BusinessGreen Leaders Awards: Meet the finalists with Thomas Guillot, CEO of the Global Cement and Concrete Association

BusinessGreen staff
clock • 3 min read
BusinessGreen Leaders Awards: Meet the finalists with Thomas Guillot, CEO of the Global Cement and Concrete Association

Thomas Guillot, CEO of the Global Cement and Concrete association reflects on an eventful 12 months and the organisation's ambitious road map to net zero emissions

What green achievement are you most proud of over the past year?

In the past 12 months we've made great progress to become a more sustainable industry. Our most important achievement was the development and launch of our 'Net Zero' roadmap towards the end of 2021, which was the first detailed net zero pathway of any of the global 'heavy' industries.

The roadmap, which was agreed by all of our members and endorsed by the UN and WEF, sets out our path to net zero concrete by 2050 and includes an intermediate goal of cutting our CO2 emissions by a quarter by 2030. Our work in the last six months has been fully focused on implementation of the plan.

What is the biggest environmental challenge facing your business and how do you plan to overcome it?

As an organisation representing a global industry, the biggest challenge is to ensure our net zero aims and objectives are achievable across different markets and regions. The decarbonisation challenge looks different depending on which country you look at, as factors like existing infrastructure, local policy, availability of materials and levels of industrialisation all vary significantly.

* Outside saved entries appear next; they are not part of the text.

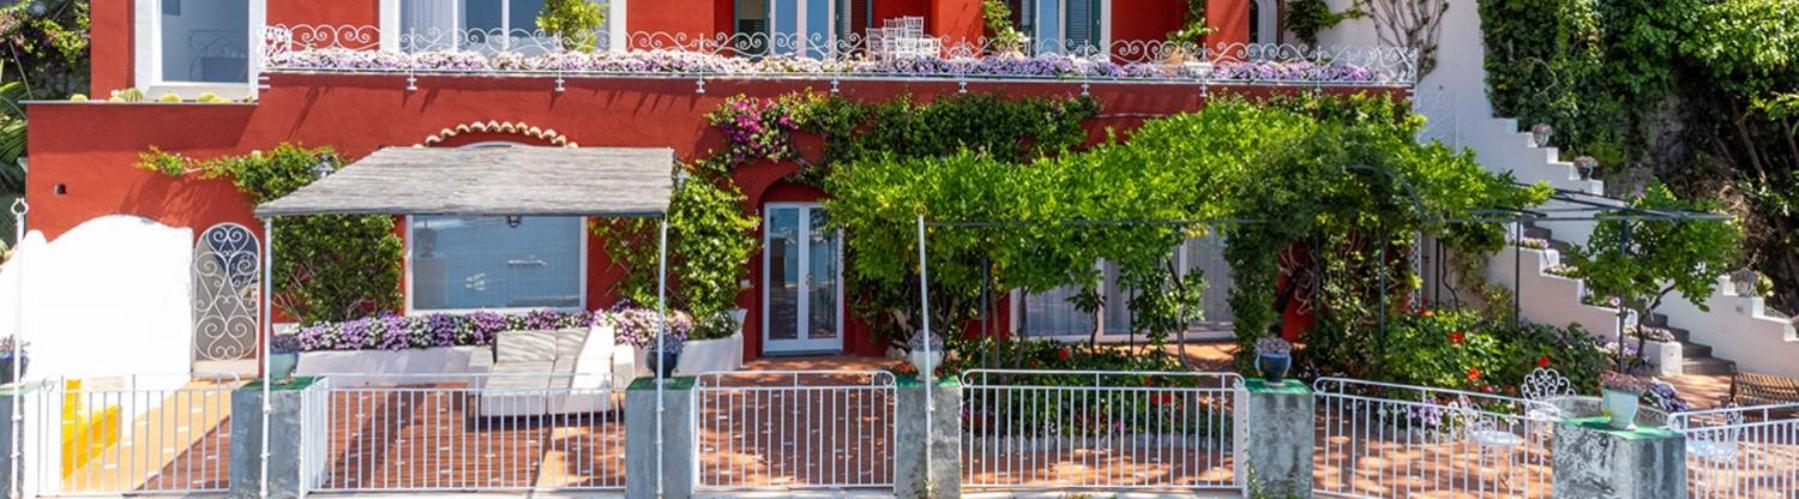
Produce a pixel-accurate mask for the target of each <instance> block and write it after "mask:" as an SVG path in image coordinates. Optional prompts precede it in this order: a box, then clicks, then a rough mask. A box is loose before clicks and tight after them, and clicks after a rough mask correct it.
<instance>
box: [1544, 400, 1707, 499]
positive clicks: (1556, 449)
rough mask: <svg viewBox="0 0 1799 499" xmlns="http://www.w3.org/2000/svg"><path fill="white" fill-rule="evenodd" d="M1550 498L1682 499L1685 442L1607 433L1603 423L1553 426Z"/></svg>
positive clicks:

To address this challenge, we are working at a local level to help produce and deliver national roadmaps that take into account the specific needs of each country. These national roadmaps are a key part of our Net Zero Accelerator initiative, the first set of which we launched earlier this year and included Egypt, India, Thailand, and Colombia.

What area of the green economy are you most excited by, where do you see the biggest opportunities?

According to the UN Secretary General, 75 per cent of the infrastructure that the world will need by 2050 is yet to be built. Therefore, the next few years represent an opportunity to use new technology, innovative methods of construction such as 3D printing, and enhancing design techniques to create sustainable and long-lasting roads, buildings, bridges, and more. We're going to see increased collaboration between designers, policymakers, and the wider construction industry to develop new ways of working and to truly overcome the environmental challenges.

One area of sustainable innovation that's truly exciting is the continuing development of carbon capture, utilisation and storage (CCUS). There are an ever growing number of pilots and initiatives underway across the world that are already demonstrating that the technology works. Over the next years our industry will move towards full scale industrial deployment of CCUS.

How is your organisation working to accelerate the net zero transition?

As the most widely used material in the world after water, concrete is ubiquitous around the world in things such as schools, roads, wind turbines, houses, tunnels, and hospitals. It is essential to the modern world. But we are also acutely aware of the environmental impact of the use it has, which is why we convened leading companies, stakeholders and policymakers to produce the 'Net Zero' roadmap for the cement and concrete industry.

We are very proud of a recent initiative, working with start-ups both within and outside the industry, who are at the cutting edge of innovation. In May this year we revealed the first six sustainable start-ups that are being backed by our member companies, as part of our Innovandi Open Challenge.

What do you think the net zero emission economy will look like in 2050?

Nobody fully knows what 2050 will look like in practice but I can say that I am very confident that our industry will not only have decarbonised but will also be contributing more widely to a net zero society with intelligent and energy efficient buildings, clean energy networks and resilient infrastructure that the world needs. This is not without hard work but by uniting as an industry and working with key partners beyond our sector such as governments, city planners, architects as well as tech start-ups, together we really can build the sustainable world of tomorrow.

The Global Cement and Concrete Association was a finalist at this year's BusinessGreen Leaders Awards.